4 - Aspects of Windows Client Security

Abstract

This chapter focuses on important client security aspects that include least privilege, Internet Explorer (IE) security, security changes in XP Service Pack 2, spyware protection, and the Trusted Platform Module (TPM). It also covers the upcoming client security features in Internet Explorer 7.0 and Windows Vista. The principle of least privilege means that you should a user or a piece of code is given only the privileges it needs to do the job. For administrators, this means that they should have two accounts in an AD domain—one low-privilege account, and another high privilege account. UNIX is the best example that completely follows the principle of least privilege. The tools that administrators and users can use today in Windows 2000, Windows Server 2003, R2, and Windows XP to honor least privilege are RunAs, fast user switching, and third party tolls like dropmyrights and the privilege bar, The chapter also details the Windows XP Service Pack 2 security enhancements that include critical security enhancements for both users and developers. In Windows XP, Microsoft introduced a built-in personal firewall: the Internet Connection Firewall (ICF).

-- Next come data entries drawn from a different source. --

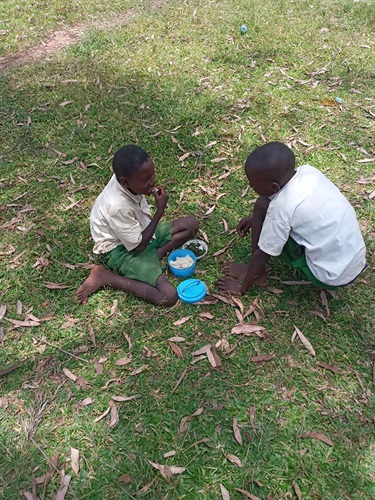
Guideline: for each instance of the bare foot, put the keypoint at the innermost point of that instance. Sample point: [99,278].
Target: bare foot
[98,278]
[261,280]
[235,270]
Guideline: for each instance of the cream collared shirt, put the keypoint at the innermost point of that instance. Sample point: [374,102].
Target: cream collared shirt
[118,217]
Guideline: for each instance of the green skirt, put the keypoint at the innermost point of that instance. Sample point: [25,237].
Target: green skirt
[141,266]
[294,255]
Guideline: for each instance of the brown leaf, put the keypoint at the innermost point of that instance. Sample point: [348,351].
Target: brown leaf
[104,414]
[128,339]
[247,494]
[262,357]
[224,492]
[10,369]
[237,431]
[213,358]
[240,305]
[123,361]
[182,321]
[114,416]
[92,334]
[248,329]
[176,339]
[304,341]
[206,315]
[60,495]
[185,420]
[323,297]
[139,370]
[125,479]
[167,471]
[176,349]
[202,350]
[98,367]
[125,398]
[86,402]
[69,374]
[297,491]
[74,456]
[145,488]
[221,251]
[252,415]
[319,436]
[233,459]
[3,310]
[274,290]
[326,366]
[55,286]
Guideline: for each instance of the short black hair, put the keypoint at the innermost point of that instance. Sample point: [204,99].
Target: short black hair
[271,158]
[127,160]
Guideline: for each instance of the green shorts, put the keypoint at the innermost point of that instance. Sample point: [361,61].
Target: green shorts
[141,266]
[294,255]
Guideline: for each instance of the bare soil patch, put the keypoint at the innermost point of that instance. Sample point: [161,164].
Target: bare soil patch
[57,40]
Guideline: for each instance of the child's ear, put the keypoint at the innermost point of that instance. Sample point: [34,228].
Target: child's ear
[124,182]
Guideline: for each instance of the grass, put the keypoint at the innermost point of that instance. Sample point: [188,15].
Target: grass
[179,77]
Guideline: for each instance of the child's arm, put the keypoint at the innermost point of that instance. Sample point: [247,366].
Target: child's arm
[161,199]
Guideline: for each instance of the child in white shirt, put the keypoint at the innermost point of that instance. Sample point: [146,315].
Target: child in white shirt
[300,216]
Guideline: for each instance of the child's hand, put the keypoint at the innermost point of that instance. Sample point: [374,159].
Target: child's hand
[244,225]
[161,197]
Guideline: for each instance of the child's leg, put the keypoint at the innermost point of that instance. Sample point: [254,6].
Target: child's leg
[182,230]
[238,271]
[163,294]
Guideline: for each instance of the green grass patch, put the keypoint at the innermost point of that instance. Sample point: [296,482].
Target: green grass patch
[175,78]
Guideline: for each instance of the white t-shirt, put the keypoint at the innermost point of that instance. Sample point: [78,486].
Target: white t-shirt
[118,217]
[312,210]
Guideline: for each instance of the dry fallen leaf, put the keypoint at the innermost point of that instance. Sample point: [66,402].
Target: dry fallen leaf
[69,374]
[326,366]
[304,341]
[74,456]
[252,415]
[3,310]
[319,436]
[182,321]
[125,398]
[262,357]
[233,459]
[185,420]
[60,495]
[176,349]
[125,479]
[202,350]
[297,491]
[237,431]
[104,414]
[248,329]
[114,415]
[86,402]
[213,358]
[123,361]
[167,471]
[247,494]
[224,492]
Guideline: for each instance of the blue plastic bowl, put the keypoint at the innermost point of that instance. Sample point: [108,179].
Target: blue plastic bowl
[182,273]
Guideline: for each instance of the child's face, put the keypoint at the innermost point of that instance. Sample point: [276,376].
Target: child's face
[142,181]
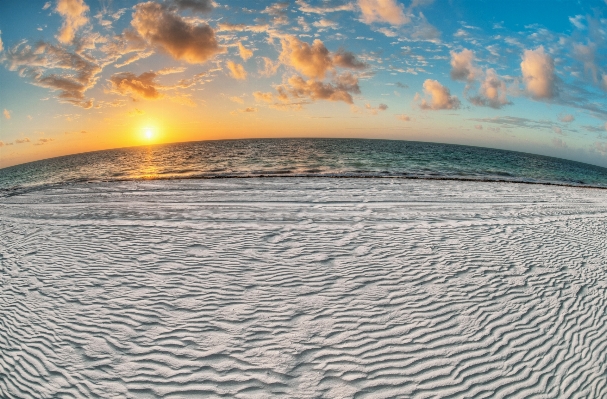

XP SP2 offers more security resilience, that is, it increases the level of security and protection even on systems that don't have the latest security patches installed.’. The chapter also details the concept of browser security that highlights intelligent add-on management, pop-up blocking, and hidden IE security changes. Internet Explorer (IE) security zones are a powerful and often neglected security feature of Microsoft's Internet browser. Ensuring proper IE security require defining security zones, identifying security zone web site, customizing and administering the local computer security zone, and controlling security zone configuration settings. The chapter concludes with the malicious mobile code protection (MMC) that deals with protection against MMC annoyances like viruses, spyware, and rootkits.’